Image: Midjourney
Someone hacked their 3D printers to warn them against attacks, according to a wave of online reports from Anycubic customers.
A hacked_machine_readme was added by the person responsible for this incident. A critical security bug has been discovered in a device’s gcode file, which typically contains 3D printing instructions, alerting the affected users that their printer has been affected by a critical bug.
Potential attackers allegedly use the company’s MQTT service API to control any Anycubic 3D printers that are affected by this vulnerability.
Anycubic is required to open-source their 3D printers because the company’s software “is lacking,” according to the file received by the impacted devices.
” Your computer has a significant security threat because of its critical vulnerability.” The text file contains a call for immediate action to stop potential exploitation.
If you do n’t want to be hacked by a bad actor, feel free to disconnect your printer from the Internet. Simply put, this is a harmless message. You have received no harm in any way.
Anycubic should blame their mqtt server, which enables any valid credential to connect to and manage your printer via the Matt API. Hope Anycubic fixes their mqtt server.
Using the vulnerable API, 2, 934, 635 devices downloaded this warning message, according to the same text file.
Customers who received this warning should wait until the company fixes the security issue before disconnecting their printers from the Internet.
Anycubic vulnerabilities are allegedly critical.
Some affected customers posted an anonymous message on a 3D printing-focused online forum on Tuesday warning about two crucial vulnerabilities affecting the company’s products, though Anycubic has yet to release an official statement regarding this incident.
Two crucial security flaws have been identified in our attempts to communicate with Anycubic, one of which can be fatal if discovered by a malicious.
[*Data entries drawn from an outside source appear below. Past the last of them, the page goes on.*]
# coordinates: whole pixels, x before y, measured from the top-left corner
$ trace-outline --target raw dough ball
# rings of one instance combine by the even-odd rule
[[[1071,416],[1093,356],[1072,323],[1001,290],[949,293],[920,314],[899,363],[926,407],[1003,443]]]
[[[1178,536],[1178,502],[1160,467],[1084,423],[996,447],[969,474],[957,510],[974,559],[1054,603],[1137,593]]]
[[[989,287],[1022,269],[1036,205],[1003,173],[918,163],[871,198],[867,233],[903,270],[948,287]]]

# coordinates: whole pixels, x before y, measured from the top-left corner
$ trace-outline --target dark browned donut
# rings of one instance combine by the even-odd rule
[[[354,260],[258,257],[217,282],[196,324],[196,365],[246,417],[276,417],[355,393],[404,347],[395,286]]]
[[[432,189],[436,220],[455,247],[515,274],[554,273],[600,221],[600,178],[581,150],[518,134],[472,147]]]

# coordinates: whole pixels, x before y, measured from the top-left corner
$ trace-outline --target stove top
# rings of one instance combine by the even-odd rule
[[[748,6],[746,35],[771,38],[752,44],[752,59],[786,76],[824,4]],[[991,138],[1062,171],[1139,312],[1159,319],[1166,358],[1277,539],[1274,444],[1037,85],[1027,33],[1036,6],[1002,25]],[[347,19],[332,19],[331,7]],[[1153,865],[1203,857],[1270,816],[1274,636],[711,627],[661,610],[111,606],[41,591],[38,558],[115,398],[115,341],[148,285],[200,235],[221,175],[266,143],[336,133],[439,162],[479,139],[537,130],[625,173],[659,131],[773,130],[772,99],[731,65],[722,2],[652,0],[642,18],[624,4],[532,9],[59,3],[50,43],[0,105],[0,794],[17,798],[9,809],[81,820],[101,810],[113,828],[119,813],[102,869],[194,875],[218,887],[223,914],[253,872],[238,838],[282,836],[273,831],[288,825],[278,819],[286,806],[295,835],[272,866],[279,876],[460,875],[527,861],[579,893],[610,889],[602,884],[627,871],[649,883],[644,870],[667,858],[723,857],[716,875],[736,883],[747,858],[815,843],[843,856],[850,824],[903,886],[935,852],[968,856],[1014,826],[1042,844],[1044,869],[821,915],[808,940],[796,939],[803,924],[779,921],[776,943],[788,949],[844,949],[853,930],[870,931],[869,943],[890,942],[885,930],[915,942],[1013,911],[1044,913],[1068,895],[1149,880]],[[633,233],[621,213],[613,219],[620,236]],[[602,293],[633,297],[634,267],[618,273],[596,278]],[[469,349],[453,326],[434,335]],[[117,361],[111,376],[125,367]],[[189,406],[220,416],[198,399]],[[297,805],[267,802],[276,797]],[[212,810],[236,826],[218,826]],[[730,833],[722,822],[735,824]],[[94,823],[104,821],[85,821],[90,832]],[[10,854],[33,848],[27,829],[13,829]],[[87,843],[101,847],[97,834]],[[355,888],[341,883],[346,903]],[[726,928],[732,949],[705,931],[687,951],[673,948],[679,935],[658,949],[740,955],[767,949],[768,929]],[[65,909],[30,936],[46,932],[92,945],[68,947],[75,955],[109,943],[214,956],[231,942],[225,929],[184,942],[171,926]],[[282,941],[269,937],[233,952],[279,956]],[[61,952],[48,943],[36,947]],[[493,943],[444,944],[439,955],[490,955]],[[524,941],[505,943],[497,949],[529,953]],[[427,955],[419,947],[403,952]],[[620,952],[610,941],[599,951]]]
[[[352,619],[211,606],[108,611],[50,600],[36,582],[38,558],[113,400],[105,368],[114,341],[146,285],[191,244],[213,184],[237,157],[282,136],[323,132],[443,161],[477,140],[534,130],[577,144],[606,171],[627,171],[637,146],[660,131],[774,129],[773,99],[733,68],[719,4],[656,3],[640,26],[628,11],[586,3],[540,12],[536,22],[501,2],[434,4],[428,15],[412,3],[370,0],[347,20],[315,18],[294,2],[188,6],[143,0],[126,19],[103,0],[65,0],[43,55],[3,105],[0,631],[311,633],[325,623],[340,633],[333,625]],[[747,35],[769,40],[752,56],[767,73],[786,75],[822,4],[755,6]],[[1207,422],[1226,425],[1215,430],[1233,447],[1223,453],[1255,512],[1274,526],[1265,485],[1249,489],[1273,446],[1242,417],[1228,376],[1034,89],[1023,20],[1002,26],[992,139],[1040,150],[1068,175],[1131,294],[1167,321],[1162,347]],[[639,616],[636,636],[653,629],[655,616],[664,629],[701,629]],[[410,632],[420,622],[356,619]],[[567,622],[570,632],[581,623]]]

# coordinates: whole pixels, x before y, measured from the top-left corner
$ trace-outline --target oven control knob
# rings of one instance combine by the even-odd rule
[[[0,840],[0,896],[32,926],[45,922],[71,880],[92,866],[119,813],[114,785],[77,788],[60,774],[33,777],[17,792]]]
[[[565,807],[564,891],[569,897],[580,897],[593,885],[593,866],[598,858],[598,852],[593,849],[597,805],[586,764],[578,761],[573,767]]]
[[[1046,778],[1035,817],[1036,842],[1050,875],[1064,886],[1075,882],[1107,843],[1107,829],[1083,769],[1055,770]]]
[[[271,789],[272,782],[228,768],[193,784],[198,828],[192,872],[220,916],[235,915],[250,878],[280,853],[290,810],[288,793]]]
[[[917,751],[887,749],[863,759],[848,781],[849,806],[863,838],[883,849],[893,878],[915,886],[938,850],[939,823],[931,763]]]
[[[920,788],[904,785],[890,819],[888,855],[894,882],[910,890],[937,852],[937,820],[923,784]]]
We have n’t received a single response to any of our three emails despite our efforts over the past two months. We have put a lot of time and effort into addressing these flaws, according to the forum post.
It appears that Anycubic has not taken our concerns seriously, despite our initial efforts to resolve the problem amicably ( and we still hope in it ). We are now preparing to release these vulnerabilities along with our repo and our tools to the general public as a result.
To “diagnose the issue,” Anycubic social media representatives are currently gathering information from impacted customers ( APP account names, CN codes, device logs, and the gcode file ).
After user complaints of 3D printers displaying “hacked” messages began to surface, the Anycubic app’s working hours were also ended. As TechCrunch first reported, users are seeing “network unavailable” error messages when attempting to log in.
Anycubic, a company that was established in Shenzhen, China in 2015, claims to have sold more than 3 million printers worldwide and is now one of the most well-known 3D printer brands.
When BleepingComputer reached them earlier today, an Anycubic spokesperson was unavailable for comment.